(17 days)
AxSYM® Myoglobin is a Microparticle Enzyme Immunoassay (MEIA) for the quantitative determination of myoglobin in human serum or plasma on the AxSYM System. Measurements obtained by this device aid in the rapid diagnosis of heart or renal disease.
AxSYM Myoglobin is a Microparticle Enzyme Immunoassay (MEIA) for the quantitative determination of myoglobin in human serum or plasma. AxSYM Myoglobin is calibrated with Abbott AxSYM Myoglobin Calibrators. Abbott AxSYM Myoglobin Controls are assayed for the verification of the accuracy and precision of the Abbott AxSYM System.
This submission describes the Abbott AxSYM® Myoglobin assay, a Microparticle Enzyme Immunoassay (MEIA) for the quantitative determination of myoglobin in human serum or plasma. The study aims to demonstrate substantial equivalence to the Dade Stratus® Myoglobin Fluorometric Enzyme Immunoassay.
1. Table of Acceptance Criteria and Reported Device Performance
The acceptance criteria for substantial equivalence are based on a comparison to a predicate device, the Dade Stratus® Myoglobin Fluorometric Enzyme Immunoassay. The reported performance demonstrates a strong correlation between the two assays.
Performance Metric | Acceptance Criteria (Implicit from Predicate Equivalence) | Reported Device Performance (AxSYM Myoglobin vs. Dade Stratus Myoglobin) |
---|---|---|
Correlation Coefficient (r) | High correlation (implied by "substantially equivalent") | 0.981 |
Slope (Least Squares Linear Regression) | Close to 1.0 (implied by "substantially equivalent") | 1.09 (95% CI: 1.07 to 1.11) |
Y-axis Intercept (Least Squares Linear Regression) | Close to 0 (implied by "substantially equivalent") | 1.0 ng/mL (95% CI: -3.7 to 5.7) |
2. Sample Size Used for the Test Set and Data Provenance
- Sample Size for Test Set: 383 specimens.
- Data Provenance: Not explicitly stated, but clinical specimens are implied for a device intended for human serum or plasma testing. The submission does not specify the country of origin of the data or whether it was retrospective or prospective.
3. Number of Experts Used to Establish the Ground Truth for the Test Set and Qualifications of Those Experts
This study is a comparative effectiveness study between two diagnostic assays, not an AI-based image analysis or expert review process. Therefore, the concept of "experts used to establish the ground truth" in the traditional sense of clinical adjudication is not applicable here. The ground truth for the comparison is the measurement obtained by the predicate device (Dade Stratus® Myoglobin Fluorometric Enzyme Immunoassay).
4. Adjudication Method for the Test Set
Not applicable. This is a measurement comparison study, not a study involving expert adjudication of clinical findings.

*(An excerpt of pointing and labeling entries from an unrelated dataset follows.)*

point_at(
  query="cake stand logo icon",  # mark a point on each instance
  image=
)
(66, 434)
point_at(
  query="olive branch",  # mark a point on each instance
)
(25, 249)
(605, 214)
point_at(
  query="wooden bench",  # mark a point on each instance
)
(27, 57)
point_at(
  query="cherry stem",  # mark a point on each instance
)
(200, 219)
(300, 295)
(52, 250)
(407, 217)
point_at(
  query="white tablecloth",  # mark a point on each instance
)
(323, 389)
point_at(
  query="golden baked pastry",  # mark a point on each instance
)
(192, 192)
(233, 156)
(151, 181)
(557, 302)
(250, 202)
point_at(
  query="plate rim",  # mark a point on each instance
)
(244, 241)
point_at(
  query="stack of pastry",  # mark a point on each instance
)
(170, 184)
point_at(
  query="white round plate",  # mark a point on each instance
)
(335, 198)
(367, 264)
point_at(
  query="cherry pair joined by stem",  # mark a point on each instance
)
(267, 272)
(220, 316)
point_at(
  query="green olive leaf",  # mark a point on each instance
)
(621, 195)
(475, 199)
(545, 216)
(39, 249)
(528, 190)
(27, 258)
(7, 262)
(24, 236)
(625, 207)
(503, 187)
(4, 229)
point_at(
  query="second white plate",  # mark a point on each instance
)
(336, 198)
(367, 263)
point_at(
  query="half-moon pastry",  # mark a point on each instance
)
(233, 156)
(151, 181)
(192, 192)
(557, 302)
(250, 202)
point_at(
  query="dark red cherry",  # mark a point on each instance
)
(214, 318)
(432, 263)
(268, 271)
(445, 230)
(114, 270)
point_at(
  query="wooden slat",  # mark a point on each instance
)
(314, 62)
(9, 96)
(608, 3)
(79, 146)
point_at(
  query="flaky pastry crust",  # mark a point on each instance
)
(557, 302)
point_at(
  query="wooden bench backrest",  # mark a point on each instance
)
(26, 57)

5. If a Multi Reader Multi Case (MRMC) Comparative Effectiveness Study was Done, If so, what was the effect size of how much human readers improve with AI vs without AI assistance
Not applicable. This is not an MRMC study and does not involve AI assistance or human readers. It is a direct comparison between two in vitro diagnostic assays.
6. If a standalone (i.e. algorithm only without human-in-the-loop performance) was done
Yes, this can be considered a standalone performance study. The Abbott AxSYM Myoglobin assay's performance is assessed independently against a predicate device, without human intervention in the assay's execution or result interpretation beyond standard laboratory procedures. The "algorithm" here refers to the MEIA methodology of the AxSYM system itself.

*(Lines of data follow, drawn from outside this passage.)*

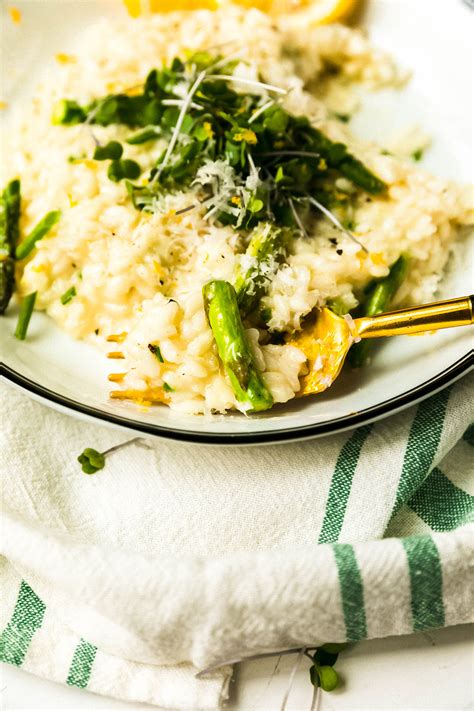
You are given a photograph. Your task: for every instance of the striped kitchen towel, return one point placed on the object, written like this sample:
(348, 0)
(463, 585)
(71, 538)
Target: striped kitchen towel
(176, 558)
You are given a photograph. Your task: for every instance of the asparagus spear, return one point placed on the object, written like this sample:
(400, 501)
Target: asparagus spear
(337, 156)
(222, 309)
(265, 252)
(39, 231)
(378, 300)
(26, 309)
(10, 200)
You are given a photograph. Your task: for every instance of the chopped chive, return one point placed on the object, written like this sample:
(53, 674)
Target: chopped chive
(26, 309)
(150, 133)
(68, 295)
(156, 352)
(120, 169)
(42, 228)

7. The type of ground truth used
The "ground truth" for this substantial equivalence study is the measurements provided by the legally marketed predicate device, the Dade Stratus® Myoglobin Fluorometric Enzyme Immunoassay. The comparison aims to show that the new device's measurements are equivalent to those of the established predicate.
8. The sample size for the training set
Not applicable. This is not a machine learning study where a "training set" in the computational sense is typically used. The development of the AxSYM Myoglobin assay would have involved its own internal validation and optimization, but the submission describes a performance comparison, not a training process for an algorithm.
9. How the ground truth for the training set was established
Not applicable, as there is no explicitly defined "training set" in the context of this 510(k) submission. The ground truth for the comparative study (test set) is the predicate device's results.
§ 866.5680 Myoglobin immunological test system.
(a)
Identification. A myoglobin immunological test system is a device that consists of the reagents used to measure by immunochemical techniques the myoglobin (an oxygen storage protein found in muscle) in serum and other body fluids. Measurement of myoglobin aids in the rapid diagnosis of heart or renal disease.(b)
Classification. Class II (performance standards).